Intel plans to initially use them as GPUs, but as each processor is capable of 'atomic' (non-ganged) operations they should be able to run independant programs.
Larrabee is in order CPU, which decreases real power by about 3x. Larrabee is GFX card. Larrabee has thermal design (TDP) 300 W
Majority of people simply like theirs electricity bill too much to use 300 W monster.Quote: AI in games could easily be increased magnitudes to get away from the mannikin-like or limited choreographed scripted NPCs/Monsters/Opponents. Simultaneously running 32 AI scripts would allow more complex/longer/deeper behaviors. Planners and task driven AI methods would be more doable (these often call for alot of evaluation of parallel solutions where only one gets picked as 'best') or doing numerous pattern matchings to classify a changing situation.
All my AIs are compiled (in Java), so no scripting.
Majority of bugs in games are because of scripting, thus multiple parallel scripts are recipe for disaster.Quote: One limitation may be the memory bandwidth.

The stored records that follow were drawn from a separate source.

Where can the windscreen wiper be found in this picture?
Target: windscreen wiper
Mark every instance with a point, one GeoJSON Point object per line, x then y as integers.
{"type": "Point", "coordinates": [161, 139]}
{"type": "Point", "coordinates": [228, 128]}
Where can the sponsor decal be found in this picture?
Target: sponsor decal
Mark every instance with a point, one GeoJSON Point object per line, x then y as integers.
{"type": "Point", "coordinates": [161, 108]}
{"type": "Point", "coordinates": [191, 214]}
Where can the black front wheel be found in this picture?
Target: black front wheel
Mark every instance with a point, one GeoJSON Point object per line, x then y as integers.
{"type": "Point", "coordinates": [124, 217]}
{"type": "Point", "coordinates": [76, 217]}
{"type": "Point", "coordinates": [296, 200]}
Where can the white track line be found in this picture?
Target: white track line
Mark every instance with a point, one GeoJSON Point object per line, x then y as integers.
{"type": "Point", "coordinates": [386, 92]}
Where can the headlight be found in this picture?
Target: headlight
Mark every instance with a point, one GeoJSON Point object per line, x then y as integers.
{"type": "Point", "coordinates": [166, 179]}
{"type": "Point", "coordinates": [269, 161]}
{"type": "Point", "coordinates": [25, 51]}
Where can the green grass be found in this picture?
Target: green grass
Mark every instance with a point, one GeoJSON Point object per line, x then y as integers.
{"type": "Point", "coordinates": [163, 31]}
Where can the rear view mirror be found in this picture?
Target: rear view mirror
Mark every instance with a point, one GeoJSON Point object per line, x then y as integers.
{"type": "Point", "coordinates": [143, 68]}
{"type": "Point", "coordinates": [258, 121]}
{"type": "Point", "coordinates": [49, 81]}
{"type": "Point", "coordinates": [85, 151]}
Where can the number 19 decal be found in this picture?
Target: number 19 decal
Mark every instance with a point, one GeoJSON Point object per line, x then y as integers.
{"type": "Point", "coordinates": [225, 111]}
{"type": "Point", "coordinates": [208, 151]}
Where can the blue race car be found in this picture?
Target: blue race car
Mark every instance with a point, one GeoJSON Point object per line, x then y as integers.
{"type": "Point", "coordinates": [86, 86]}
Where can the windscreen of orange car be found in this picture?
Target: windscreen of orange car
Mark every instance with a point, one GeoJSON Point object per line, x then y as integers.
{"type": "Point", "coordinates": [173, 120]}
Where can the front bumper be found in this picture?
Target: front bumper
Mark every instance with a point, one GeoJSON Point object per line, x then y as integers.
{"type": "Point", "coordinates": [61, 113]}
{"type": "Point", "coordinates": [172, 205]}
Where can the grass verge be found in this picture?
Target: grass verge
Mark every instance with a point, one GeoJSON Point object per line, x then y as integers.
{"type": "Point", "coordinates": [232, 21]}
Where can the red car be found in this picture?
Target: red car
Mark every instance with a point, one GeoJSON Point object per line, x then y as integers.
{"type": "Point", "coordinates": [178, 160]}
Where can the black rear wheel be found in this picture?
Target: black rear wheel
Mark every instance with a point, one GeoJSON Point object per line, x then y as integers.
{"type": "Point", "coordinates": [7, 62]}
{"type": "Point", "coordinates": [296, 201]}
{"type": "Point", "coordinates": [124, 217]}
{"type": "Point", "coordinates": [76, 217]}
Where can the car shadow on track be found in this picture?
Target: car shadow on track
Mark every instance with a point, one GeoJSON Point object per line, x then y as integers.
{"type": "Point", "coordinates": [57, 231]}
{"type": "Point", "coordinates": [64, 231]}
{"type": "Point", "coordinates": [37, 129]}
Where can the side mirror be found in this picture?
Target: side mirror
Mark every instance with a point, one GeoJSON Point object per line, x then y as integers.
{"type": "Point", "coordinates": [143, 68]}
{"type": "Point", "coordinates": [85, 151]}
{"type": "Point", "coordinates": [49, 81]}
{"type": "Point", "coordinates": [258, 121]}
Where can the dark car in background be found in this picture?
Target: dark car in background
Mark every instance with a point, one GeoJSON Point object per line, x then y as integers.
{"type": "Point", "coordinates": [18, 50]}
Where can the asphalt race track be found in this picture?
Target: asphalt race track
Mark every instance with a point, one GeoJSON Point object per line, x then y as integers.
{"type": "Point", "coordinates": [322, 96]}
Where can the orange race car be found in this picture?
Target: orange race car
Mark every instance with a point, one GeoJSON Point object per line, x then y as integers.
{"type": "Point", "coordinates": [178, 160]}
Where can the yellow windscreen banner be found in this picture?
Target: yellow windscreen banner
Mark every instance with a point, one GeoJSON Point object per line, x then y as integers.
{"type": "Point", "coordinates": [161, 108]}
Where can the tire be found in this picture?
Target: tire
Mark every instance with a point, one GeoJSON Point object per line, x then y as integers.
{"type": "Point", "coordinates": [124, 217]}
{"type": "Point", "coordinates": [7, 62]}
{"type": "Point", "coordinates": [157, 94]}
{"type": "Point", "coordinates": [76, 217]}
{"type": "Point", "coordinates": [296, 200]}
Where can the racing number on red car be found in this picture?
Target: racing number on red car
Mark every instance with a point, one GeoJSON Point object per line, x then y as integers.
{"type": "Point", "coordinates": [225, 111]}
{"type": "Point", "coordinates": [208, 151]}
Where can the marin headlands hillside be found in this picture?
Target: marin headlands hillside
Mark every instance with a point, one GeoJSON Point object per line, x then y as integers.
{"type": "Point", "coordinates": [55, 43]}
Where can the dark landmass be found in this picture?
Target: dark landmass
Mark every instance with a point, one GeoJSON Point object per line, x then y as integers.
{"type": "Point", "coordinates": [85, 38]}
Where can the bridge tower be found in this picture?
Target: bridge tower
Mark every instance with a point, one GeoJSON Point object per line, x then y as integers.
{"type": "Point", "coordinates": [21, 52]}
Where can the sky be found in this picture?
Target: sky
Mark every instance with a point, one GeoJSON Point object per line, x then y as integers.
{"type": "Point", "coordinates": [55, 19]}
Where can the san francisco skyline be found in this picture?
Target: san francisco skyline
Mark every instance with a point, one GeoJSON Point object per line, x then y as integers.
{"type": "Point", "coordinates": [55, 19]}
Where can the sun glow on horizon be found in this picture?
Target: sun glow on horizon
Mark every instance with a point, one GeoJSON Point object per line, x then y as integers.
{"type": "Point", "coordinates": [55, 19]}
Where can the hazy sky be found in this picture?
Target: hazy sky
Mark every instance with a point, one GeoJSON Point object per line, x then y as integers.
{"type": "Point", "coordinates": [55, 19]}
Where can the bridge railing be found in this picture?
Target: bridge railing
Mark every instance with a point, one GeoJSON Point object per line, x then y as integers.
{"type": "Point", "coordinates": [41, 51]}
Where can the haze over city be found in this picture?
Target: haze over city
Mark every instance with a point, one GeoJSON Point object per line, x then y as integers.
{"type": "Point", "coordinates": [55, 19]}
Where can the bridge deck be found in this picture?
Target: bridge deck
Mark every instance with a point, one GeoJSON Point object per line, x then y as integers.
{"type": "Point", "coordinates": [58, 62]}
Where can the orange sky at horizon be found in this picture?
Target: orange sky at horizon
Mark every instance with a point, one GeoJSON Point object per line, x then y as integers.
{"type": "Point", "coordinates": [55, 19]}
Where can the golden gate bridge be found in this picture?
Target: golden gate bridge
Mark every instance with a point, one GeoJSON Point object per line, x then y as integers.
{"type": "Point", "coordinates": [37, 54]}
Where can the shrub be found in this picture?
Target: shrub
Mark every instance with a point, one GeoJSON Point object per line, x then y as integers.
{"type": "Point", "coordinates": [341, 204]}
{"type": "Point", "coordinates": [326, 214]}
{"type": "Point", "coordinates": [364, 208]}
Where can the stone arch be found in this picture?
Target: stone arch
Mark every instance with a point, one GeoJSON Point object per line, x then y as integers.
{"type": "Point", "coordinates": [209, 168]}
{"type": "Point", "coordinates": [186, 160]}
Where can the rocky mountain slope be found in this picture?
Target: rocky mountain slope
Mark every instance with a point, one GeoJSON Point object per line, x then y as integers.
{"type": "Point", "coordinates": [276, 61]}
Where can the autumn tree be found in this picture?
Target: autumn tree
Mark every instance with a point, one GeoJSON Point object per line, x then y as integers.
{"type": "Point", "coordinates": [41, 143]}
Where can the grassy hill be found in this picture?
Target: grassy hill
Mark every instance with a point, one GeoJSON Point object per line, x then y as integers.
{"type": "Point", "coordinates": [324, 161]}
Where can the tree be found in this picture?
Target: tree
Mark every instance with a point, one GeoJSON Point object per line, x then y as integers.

Some AI solutions search thru large data sets (the AI 'programming' itself is often really just script data).
Yes on die controller is still too weak.Quote: 32 data hungry cores would quickly overwhelm memory processing (even if they go to DDR5...) Trying to retain code in the cache space of each core might be difficult (how small can you fit a byte-code engine ???)
It depends on memory interface. GFX card could have wide memory interface, thus easily compensate for increased amount of cores.
With 8 memory chips, the card would have 512 bit memory interface. More chips, or more wide chips, and it would increase its transfer rate even more, as long as data would stay on die.
Larrabee is a chip that Intel also has plans to use for data crunching (not just GPU/Physix). Likely there will be variants with multiples of 8 (so they can sell the half defective chips...) and they dont have to stop at 32. Its also allegedly to use a 45nm fabrication process which will be superceded later, dropping the power used significantly.
When I say scripting it could be bytecode (or equivalent) or compiled scripts, its more the pattern of coding at a somewhat higher level. It might be the source of errors, but its the shear bulk of it that is needed and the irregularity of it (its effectively an 'asset' often created by semi-programmers). The testing difficulties are also problematic because of the combinatoric explosion of endcases within so much logic (and the specs being 'loose'.
With this architecture if you could get the interpretor to fit in the L1 cache (which each core has) and run the compacted bytecode codeblocks thru the data cache it might be similar/faster(?) than bulkier compiled code which has to be continually fetched on the wide memory bus.
As for a wide bus you still have to wait for cache misses (in contention with 31 other cores) aggrevated by the more random nature of AI data flow. Context switching between objects data when each core is running hundreds of scripts makes for a high data turnover, which can only be increased if more complex AI is used. Planner style task processing evaluates many solutions (and their options) and then picks only one to execute. Behaviors reactive to the game situation requires that to be done constantly (churning thru ALOT of data AND script logic...).